Péché Mortel : un succès qui dépasse les frontières

Au-delà de son succès local, Dieu du Ciel! est probablement la brasserie qui a le plus fait rayonner le savoir-faire brassicole québécois à l’international grâce à la Péché Mortel, un stout impérial au café qui apparaît régulièrement sur les listes des meilleures bières au monde. « Pendant quelques semaines en 2002 ou 2003, la Péché Mortel a été classée deuxième meilleure bière au monde sur Ratebeer, raconte Stéphane Ostiguy. Ça a suffi pour que les beer geeks de partout dans le monde commencent à venir au pub pour la goûter. »

Dieu du Ciel! apparaît aussi chaque année sur la liste des 100 meilleurs brasseurs au monde (parmi près de 25 000 brasseries) en plus d’être fréquemment couronnée des titres de meilleure brasserie au Canada et de meilleure bière au Canada (encore la Péché Mortel).

En 2002 ou 2003, la Péché Mortel a été classée deuxième meilleure bière au monde sur Ratebeer.

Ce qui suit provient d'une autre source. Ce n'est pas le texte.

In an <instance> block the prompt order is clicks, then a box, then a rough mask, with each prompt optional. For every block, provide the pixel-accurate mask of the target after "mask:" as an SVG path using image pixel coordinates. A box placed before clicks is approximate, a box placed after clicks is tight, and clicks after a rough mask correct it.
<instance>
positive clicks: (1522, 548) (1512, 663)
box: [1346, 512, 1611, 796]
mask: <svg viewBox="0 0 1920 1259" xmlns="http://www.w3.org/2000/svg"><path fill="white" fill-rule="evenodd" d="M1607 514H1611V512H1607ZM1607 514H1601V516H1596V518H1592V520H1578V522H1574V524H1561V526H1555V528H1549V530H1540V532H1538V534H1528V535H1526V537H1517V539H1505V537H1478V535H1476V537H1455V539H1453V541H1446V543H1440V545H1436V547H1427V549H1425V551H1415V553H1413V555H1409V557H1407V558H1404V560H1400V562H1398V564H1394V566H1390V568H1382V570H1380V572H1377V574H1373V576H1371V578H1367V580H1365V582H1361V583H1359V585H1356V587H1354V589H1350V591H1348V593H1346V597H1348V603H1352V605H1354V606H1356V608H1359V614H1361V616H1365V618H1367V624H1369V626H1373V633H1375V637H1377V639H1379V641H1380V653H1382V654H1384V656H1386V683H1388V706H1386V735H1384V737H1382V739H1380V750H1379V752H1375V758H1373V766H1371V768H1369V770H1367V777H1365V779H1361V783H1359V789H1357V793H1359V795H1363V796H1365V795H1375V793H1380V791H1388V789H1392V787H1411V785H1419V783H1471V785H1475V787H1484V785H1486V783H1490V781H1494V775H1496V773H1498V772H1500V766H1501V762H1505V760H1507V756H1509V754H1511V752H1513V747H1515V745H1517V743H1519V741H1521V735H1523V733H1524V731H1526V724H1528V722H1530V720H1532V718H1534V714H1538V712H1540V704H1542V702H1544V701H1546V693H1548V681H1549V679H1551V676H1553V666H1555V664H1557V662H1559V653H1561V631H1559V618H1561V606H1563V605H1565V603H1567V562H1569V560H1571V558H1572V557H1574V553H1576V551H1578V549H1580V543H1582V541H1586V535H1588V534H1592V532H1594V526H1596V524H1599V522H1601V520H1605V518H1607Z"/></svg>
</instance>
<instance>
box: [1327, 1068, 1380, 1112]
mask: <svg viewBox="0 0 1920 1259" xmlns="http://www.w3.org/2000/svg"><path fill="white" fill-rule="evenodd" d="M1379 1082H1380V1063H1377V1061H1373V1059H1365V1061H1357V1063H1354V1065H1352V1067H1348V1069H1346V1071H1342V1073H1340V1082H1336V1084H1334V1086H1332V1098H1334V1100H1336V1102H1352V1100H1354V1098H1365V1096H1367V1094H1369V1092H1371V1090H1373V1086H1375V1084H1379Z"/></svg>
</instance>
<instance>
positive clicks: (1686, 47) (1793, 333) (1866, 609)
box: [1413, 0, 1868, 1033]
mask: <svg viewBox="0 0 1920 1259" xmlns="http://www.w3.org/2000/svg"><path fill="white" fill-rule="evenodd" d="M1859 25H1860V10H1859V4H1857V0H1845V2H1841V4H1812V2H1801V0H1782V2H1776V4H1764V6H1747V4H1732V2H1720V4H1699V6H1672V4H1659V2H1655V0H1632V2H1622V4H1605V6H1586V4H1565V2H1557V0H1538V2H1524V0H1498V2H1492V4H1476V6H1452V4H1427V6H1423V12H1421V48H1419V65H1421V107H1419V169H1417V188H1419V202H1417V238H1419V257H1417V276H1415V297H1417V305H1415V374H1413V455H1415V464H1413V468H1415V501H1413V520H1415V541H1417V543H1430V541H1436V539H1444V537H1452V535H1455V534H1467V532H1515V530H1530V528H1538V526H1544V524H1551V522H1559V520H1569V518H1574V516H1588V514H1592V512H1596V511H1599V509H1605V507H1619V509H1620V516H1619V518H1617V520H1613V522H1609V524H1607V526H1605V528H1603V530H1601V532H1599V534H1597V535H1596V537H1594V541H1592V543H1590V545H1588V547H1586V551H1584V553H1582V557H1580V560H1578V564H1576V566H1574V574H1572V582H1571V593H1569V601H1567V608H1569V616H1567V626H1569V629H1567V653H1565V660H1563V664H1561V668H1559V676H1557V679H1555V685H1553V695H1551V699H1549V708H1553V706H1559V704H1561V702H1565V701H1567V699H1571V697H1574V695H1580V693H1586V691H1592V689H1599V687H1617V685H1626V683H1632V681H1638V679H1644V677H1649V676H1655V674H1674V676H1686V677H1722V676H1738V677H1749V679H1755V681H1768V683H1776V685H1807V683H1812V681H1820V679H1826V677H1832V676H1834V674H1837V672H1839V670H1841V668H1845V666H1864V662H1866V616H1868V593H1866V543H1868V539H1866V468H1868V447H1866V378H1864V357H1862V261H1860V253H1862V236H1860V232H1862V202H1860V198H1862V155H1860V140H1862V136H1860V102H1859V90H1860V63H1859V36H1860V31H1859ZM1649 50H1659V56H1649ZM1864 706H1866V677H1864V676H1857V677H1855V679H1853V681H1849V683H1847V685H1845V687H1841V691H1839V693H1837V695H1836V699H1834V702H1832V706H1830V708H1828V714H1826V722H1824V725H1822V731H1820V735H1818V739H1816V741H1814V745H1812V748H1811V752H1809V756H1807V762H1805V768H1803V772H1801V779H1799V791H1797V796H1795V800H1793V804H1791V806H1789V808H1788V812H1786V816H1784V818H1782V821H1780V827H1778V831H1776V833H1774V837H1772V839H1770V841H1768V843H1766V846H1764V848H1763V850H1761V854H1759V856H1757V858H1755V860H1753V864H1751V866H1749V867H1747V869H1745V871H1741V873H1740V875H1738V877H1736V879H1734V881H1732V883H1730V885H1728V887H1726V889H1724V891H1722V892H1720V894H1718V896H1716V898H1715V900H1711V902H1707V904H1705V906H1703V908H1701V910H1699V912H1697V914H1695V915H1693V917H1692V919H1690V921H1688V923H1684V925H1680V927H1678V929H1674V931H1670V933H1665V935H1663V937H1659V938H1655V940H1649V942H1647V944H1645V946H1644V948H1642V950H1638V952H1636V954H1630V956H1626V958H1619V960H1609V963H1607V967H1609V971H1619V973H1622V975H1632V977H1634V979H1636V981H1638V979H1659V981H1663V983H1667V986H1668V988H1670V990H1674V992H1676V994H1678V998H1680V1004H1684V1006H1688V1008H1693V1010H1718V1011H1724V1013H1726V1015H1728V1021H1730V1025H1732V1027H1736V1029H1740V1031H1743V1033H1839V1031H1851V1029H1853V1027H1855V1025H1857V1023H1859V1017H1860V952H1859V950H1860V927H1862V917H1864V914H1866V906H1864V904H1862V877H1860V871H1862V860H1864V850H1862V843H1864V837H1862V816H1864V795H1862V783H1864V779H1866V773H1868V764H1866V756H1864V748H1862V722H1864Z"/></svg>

Ce succès aurait facilement pu monter à la tête de Stéphane Ostiguy, mais quand on lui demande ce qui s’en vient pour sa brasserie, il reste étonnamment terre à terre. « Notre but, c’est de toujours rester pertinents. Sortir des styles que les gens ont envie de boire, rester visibles malgré notre âge… On commence aussi à regarder du côté de la canette. On veut rénover le pub. Sinon, on n’a pas vraiment de gros projets. »

En attendant, un gros party se prépare pour célébrer les 20 ans de la brasserie. « Ça va se passer simultanément au pub et dans le sous-sol de l’église juste à côté. On va avoir une vingtaine de bières invitées, principalement du Québec, mais aussi quelques-unes du Vermont. »

Ajoutez à ça la Quintessence, hybride entre une scotch ale et un barley wine, vieillie dans des barriques ayant contenu une liqueur d’érable du Québec et brassée seulement aux cinq ans, en plus des six bières qui étaient au menu à l’ouverture il y a 20 ans.

Belle façon de mettre la table pour les prochaines 20 années.

Notre appréciation

Stout impérial au café | Alcool : 9,5 %

D’un brun très foncé (presque noir) surmonté d’une mousse moka éphémère, ce stout présente des arômes intenses de café, de fruits confits, de chocolat et de grains torréfiés. En bouche, la texture moelleuse porte d’abord des saveurs de café et de chocolat noir amer, puis de noix grillées et de dattes. L’amertume du café s’éternise en finale, portée par la chaleur de l’alcool. À laisser tempérer dans votre verre pour que la complexité des arômes se développe.